While already significant, API expects availability to grow substantially over the next few years as more oil marketers add oils meeting the new standards to their product lines to address the needs of a variety of engine technologies—new and old, and in use both on- and off-highway.
“New API CK-4 and FA-4 oils should be readily available in bulk through diesel oil distributors for trucking fleets and other operators of diesel vehicles,” said Kevin Ferrick, senior manager of API’s Engine Oil Licensing and Certification System (EOLCS). “They are also available in packages through local retailers.”
API CK-4 oils are intended for diesel-powered engines previously using API CJ-4 oils, and API FA-4 oils are intended for newer engines, typically 2017 model-year engines and beyond. The upgraded API CK-4 and FA-4 oil specifications have been eligible for licensing since December 1, 2016, and the new oil products also help diesel engine manufacturers meet more stringent emissions requirements.
API CK-4 oils are backward-compatible, meaning they are designed to be used in engines where API CJ-4 engine oils have been previously recommended. CK-4’s introduction is long overdue: CJ-4 oils have been around for more than 10 years.
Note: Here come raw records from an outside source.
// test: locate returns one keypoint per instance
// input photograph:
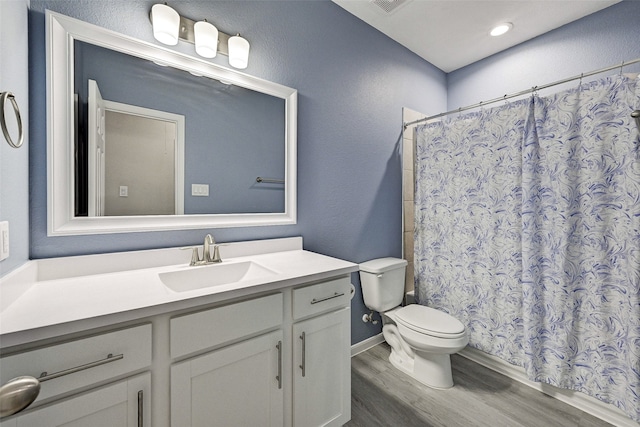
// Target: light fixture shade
(238, 52)
(206, 39)
(166, 24)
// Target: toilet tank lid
(381, 265)
(429, 320)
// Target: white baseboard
(588, 404)
(366, 344)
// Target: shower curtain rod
(524, 92)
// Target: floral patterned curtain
(528, 231)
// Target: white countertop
(48, 298)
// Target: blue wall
(14, 163)
(594, 42)
(352, 83)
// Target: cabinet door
(322, 370)
(125, 403)
(238, 385)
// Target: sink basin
(193, 278)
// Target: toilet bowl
(421, 338)
(428, 360)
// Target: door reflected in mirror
(230, 136)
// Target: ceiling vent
(388, 7)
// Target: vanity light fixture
(208, 40)
(500, 29)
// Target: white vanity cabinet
(322, 355)
(91, 381)
(238, 384)
(298, 350)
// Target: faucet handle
(195, 255)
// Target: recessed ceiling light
(499, 30)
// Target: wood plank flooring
(384, 396)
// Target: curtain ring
(534, 91)
(3, 123)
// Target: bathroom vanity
(143, 339)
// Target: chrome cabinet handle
(304, 344)
(140, 408)
(335, 295)
(19, 393)
(110, 358)
(279, 376)
(3, 123)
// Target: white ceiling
(454, 33)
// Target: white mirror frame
(61, 32)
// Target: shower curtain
(527, 229)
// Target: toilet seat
(429, 321)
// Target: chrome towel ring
(3, 123)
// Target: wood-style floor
(385, 396)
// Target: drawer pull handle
(140, 408)
(110, 358)
(304, 351)
(279, 376)
(335, 295)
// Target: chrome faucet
(210, 252)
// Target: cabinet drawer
(130, 350)
(210, 328)
(321, 297)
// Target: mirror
(218, 150)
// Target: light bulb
(238, 52)
(166, 24)
(499, 30)
(206, 39)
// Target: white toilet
(421, 338)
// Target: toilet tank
(382, 283)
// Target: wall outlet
(201, 190)
(4, 240)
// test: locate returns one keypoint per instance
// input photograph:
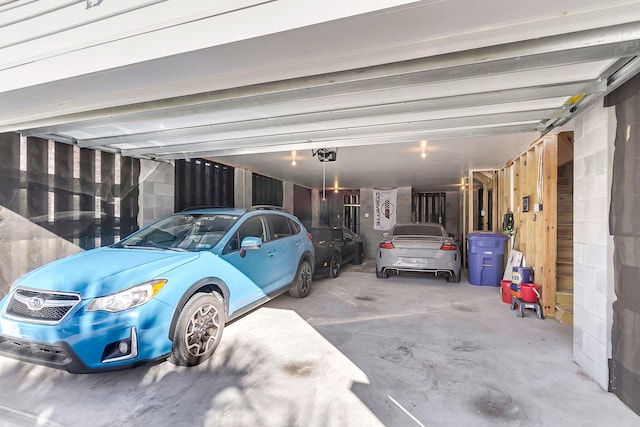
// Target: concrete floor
(359, 351)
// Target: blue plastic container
(485, 258)
(521, 275)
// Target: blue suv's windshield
(181, 232)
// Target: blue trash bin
(485, 258)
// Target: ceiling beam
(437, 134)
(383, 113)
(580, 47)
(328, 135)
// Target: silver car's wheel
(302, 283)
(334, 267)
(382, 274)
(453, 278)
(198, 330)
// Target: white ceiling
(479, 81)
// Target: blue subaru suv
(165, 291)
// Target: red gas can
(529, 292)
(505, 286)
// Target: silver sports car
(421, 248)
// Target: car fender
(307, 256)
(208, 284)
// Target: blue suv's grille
(41, 306)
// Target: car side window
(295, 228)
(252, 227)
(279, 226)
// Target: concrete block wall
(594, 133)
(157, 186)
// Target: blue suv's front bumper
(90, 341)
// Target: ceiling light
(423, 146)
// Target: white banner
(384, 208)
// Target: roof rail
(267, 208)
(195, 208)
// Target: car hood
(102, 271)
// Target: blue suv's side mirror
(249, 243)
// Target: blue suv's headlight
(128, 298)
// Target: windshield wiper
(154, 246)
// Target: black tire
(302, 283)
(453, 278)
(359, 256)
(198, 330)
(382, 274)
(334, 265)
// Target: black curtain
(201, 182)
(302, 204)
(44, 190)
(266, 190)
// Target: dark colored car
(335, 247)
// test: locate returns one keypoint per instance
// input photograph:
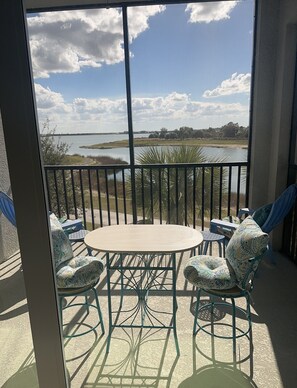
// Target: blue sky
(190, 65)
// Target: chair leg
(61, 309)
(99, 310)
(234, 324)
(87, 304)
(196, 310)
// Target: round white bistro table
(149, 243)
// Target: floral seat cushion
(210, 272)
(248, 241)
(79, 272)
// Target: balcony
(148, 357)
(185, 194)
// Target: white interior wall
(273, 100)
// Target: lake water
(75, 141)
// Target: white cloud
(150, 113)
(238, 83)
(47, 100)
(65, 42)
(210, 12)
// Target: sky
(190, 65)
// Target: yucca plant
(177, 194)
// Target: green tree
(52, 148)
(173, 194)
(59, 184)
(230, 129)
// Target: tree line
(227, 131)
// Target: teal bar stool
(76, 292)
(209, 238)
(227, 278)
(76, 276)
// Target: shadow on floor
(145, 358)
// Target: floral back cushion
(247, 242)
(61, 244)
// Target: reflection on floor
(147, 357)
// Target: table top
(143, 238)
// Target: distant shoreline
(95, 133)
(146, 142)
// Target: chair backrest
(280, 208)
(7, 208)
(61, 244)
(247, 243)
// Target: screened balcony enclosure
(124, 70)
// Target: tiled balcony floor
(147, 358)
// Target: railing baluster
(116, 195)
(176, 194)
(211, 192)
(91, 198)
(57, 193)
(160, 195)
(142, 195)
(65, 193)
(124, 196)
(203, 198)
(186, 196)
(158, 184)
(48, 189)
(73, 194)
(238, 189)
(99, 197)
(152, 195)
(229, 190)
(194, 197)
(168, 195)
(82, 197)
(221, 192)
(107, 197)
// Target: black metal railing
(290, 223)
(186, 194)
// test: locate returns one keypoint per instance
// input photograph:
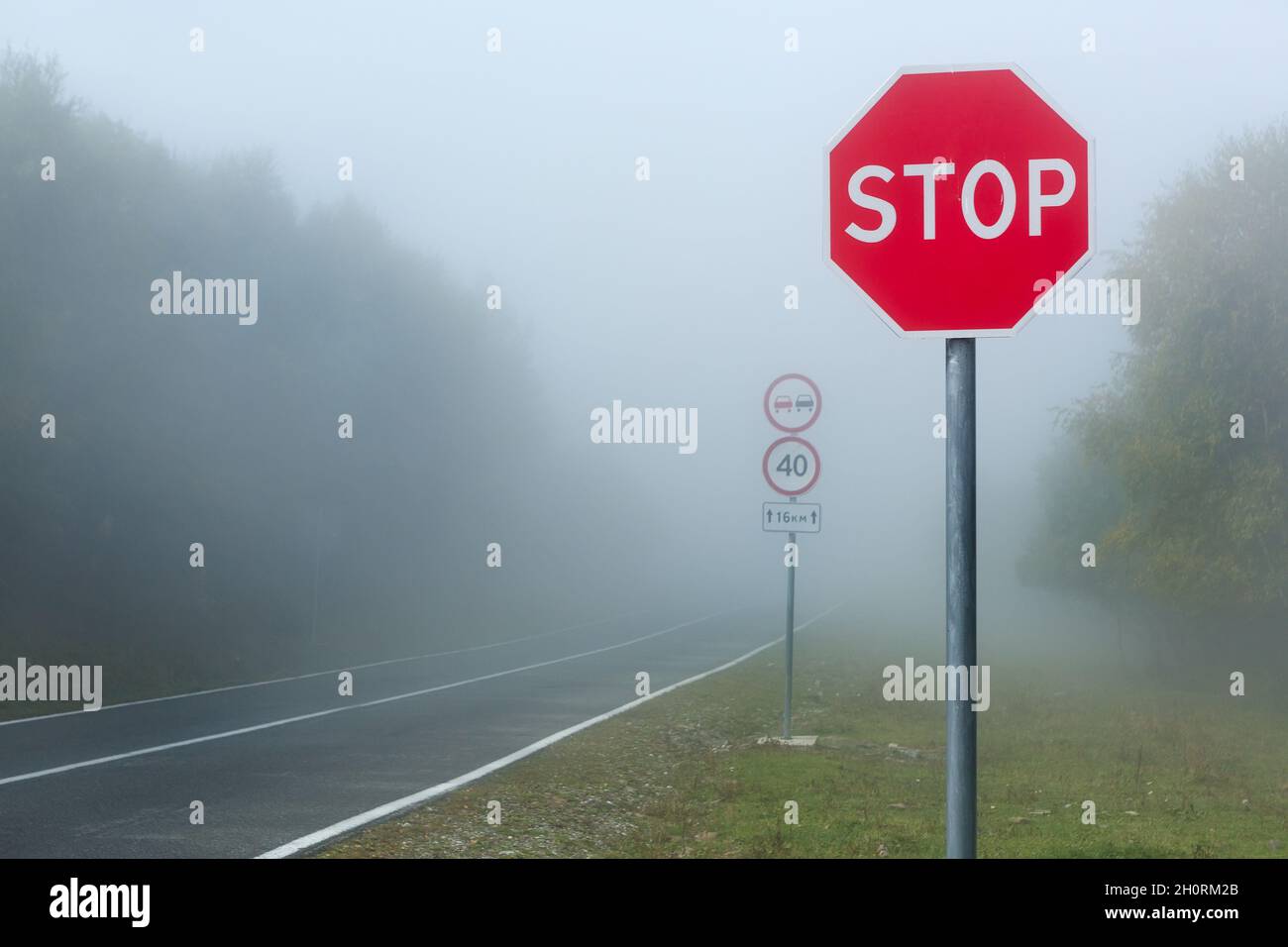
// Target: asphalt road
(275, 762)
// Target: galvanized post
(960, 381)
(791, 634)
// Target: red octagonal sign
(957, 197)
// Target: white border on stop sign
(1059, 283)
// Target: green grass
(1172, 774)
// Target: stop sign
(957, 197)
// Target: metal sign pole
(791, 630)
(960, 382)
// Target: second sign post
(791, 467)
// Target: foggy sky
(518, 169)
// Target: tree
(1205, 515)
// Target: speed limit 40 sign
(791, 466)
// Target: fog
(516, 169)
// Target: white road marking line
(270, 724)
(321, 674)
(314, 839)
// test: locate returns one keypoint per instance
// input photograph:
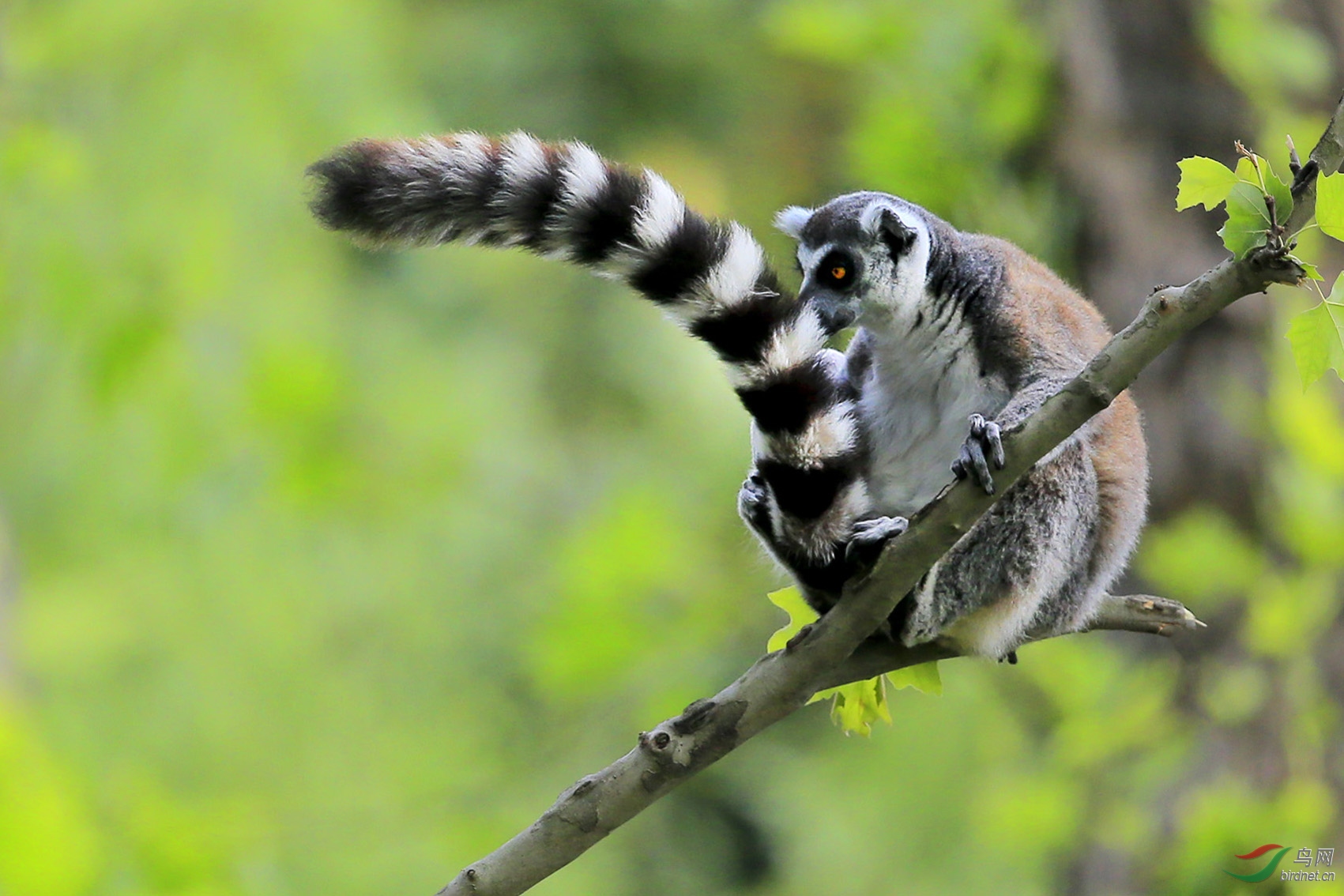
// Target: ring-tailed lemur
(954, 328)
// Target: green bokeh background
(327, 570)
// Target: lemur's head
(863, 257)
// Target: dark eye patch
(836, 270)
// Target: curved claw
(870, 536)
(983, 446)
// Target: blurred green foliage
(331, 569)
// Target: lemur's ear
(894, 232)
(792, 220)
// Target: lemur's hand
(870, 536)
(755, 504)
(981, 446)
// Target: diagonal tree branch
(836, 649)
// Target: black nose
(835, 316)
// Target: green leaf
(800, 614)
(1281, 192)
(858, 704)
(925, 679)
(1317, 337)
(1203, 182)
(1248, 220)
(1311, 269)
(1330, 205)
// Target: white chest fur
(917, 398)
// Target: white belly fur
(917, 412)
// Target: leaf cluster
(858, 704)
(1258, 203)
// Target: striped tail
(566, 201)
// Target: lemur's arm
(566, 201)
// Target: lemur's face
(862, 257)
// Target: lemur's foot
(1303, 176)
(870, 536)
(981, 446)
(755, 503)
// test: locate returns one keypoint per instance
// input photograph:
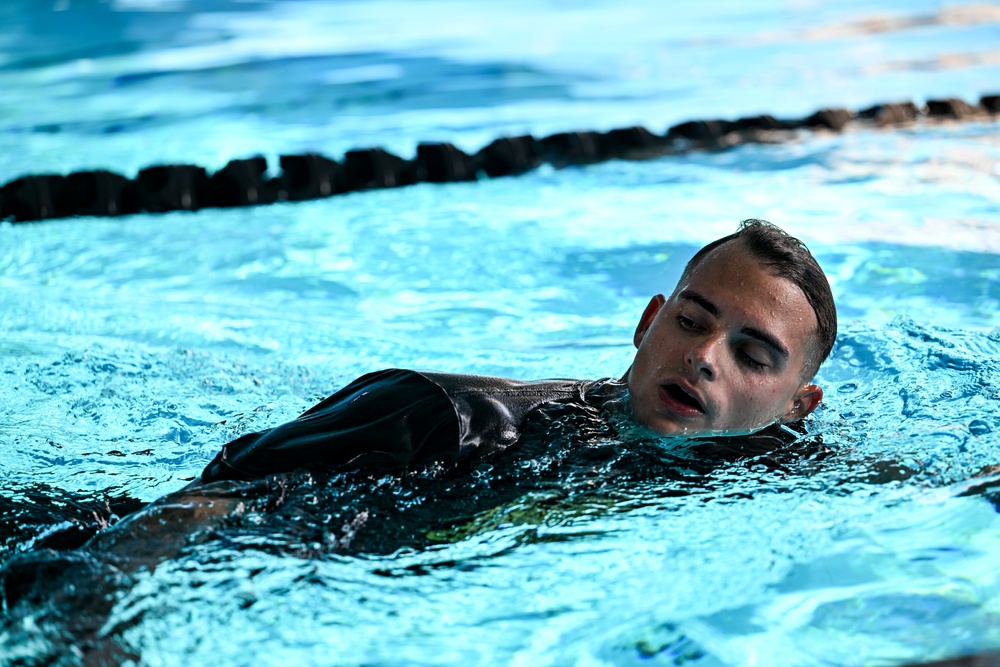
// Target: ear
(647, 318)
(805, 401)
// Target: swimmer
(731, 351)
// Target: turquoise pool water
(134, 348)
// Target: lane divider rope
(243, 182)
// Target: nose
(701, 357)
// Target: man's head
(735, 346)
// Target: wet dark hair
(784, 256)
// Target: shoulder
(464, 385)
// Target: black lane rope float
(243, 182)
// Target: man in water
(731, 351)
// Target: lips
(681, 400)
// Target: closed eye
(750, 361)
(688, 324)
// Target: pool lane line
(243, 182)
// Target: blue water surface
(133, 348)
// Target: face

CK-4 provides a number of improvements over CJ-4: improved shear stability, oxidation resistance, and aeration control as well as protection against catalyst poisoning, particulate filter blocking, engine wear, piston deposits, degradation of low- and high-temperature properties, and soot-related viscosity increase.
FA-4 oils provide similar improvements over CJ-4 oils, but it is important to note that FA-4 oils are only intended for use in newer on-highway diesel engines. The API FA-4 oil standard was developed specifically to provide engine manufacturers with a tool for meeting more stringent greenhouse gas (GHG) emissions standards.
API has also developed a different API service symbol “donut” for API FA-4 so that consumers can easily distinguish between CK-4 and FA-4. The new API FA-4 donut features a shaded section (either black or color) to differentiate FA-4 oils from CK-4 oils. The CK-4 donut looks the same as the CJ-4 donut.
With the introduction of the new FA-4 oil category, fleets, shops, and technicians may have to learn how to manage CJ-4, CK-4, and FA-4 oils in their shops. API offers the following suggestions to ensure the new oils are being installed as recommended:
◗ Engine requirements—FA-4 oils may not be recommended for all new engines, so be sure to check with engine manufacturers to find out which engines are supposed to use FA-4 oil.
◗ Bulk tanks—Replacing CJ-4 with CK-4 should be a simple transition because CK-4 is backward-compatible and an improvement over CJ-4. Oil change facilities and fleets should drain down their CJ-4 bulk tanks before adding the new CK-4 oil.
◗ Dispensing oil—All dispensing equipment should be properly labeled with the product name, viscosity grade, and API standard to prevent misapplication.
◗ Education—Technicians should be made aware of the changes to the oil categories and the requirements for each.